We’ve got so much to do together, and this is just the cherry on top of the cake, literally.
Once she settles down, exhausted from her release, I watch her nap after covering her up, my own hands still exploring her smooth curves under them.
Those hips. Her fine ass and that chest.
I don’t think I’ll ever sleep again, and definitely not on my stomach with this permanent tent pole I’ve sprouted.
I feel… alive. And I certainly haven’t ever been this hard in my whole life.
But I can wait. I will wait, and when Brooke is ready, I’ll show her what it’s like to have one of those epic orgasms with me inside her.

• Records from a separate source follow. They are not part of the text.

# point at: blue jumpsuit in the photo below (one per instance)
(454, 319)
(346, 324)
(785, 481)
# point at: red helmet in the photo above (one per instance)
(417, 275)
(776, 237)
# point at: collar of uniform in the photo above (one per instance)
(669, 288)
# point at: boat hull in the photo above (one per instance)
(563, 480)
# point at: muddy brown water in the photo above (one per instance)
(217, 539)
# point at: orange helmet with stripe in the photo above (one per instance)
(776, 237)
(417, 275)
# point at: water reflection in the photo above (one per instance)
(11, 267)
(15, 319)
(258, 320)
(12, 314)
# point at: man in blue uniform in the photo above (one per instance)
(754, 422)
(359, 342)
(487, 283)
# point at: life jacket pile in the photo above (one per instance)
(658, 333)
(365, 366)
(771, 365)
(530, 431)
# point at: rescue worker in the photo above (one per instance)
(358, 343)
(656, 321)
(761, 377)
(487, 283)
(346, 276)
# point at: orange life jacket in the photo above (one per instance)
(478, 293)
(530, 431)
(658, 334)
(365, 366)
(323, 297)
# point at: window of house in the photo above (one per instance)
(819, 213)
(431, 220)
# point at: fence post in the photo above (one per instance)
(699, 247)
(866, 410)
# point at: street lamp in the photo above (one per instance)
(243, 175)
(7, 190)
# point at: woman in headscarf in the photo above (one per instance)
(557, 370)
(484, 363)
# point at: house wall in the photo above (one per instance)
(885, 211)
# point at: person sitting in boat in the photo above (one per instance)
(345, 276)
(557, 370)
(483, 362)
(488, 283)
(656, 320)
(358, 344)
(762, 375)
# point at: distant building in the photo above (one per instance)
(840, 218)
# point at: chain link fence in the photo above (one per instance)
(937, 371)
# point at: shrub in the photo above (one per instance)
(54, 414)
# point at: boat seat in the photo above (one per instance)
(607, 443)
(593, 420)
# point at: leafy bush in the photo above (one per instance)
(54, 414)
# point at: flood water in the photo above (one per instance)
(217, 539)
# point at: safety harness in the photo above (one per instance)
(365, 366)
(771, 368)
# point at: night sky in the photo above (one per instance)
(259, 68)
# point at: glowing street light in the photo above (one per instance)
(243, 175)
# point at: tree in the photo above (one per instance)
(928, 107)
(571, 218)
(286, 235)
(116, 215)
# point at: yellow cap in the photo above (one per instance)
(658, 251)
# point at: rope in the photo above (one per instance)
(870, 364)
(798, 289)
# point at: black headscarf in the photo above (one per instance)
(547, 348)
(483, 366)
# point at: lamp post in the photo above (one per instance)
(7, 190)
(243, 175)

The thunder and rain have kept up, with plenty of lightning for effect, but Brooke sleeps lightly, a little smile playing on her lips and a tiny mew from the same whenever I pass a sensitive spot on her body under the covers.
The only thing to cloud her face is the occasional ping or chime from her phone, lost on the floor somewhere along with all our clothes, tangled up and off-limits for now.
I let her sleep, curling up beside her until an old, less exciting hunger takes over.
My belly rumbles in time with the thunder, and I figure there’s no harm in making us something to eat, which Brooke can have sooner or later.
From now on, she can have whatever she wants, whenever she wants it.
Setting the heating to a more comfortable without clothes range, I don’t bother to dress and make my way to the kitchen once I know she’s asleep.
My office beckons, with a bank of flashing screens winking as I pass by but I ignore it all for now.
I’ve got the one thing worth more than any business or amount of money, right in my bed.
Why wouldn’t I want to make sure she’s just as well-fed and rested as I am?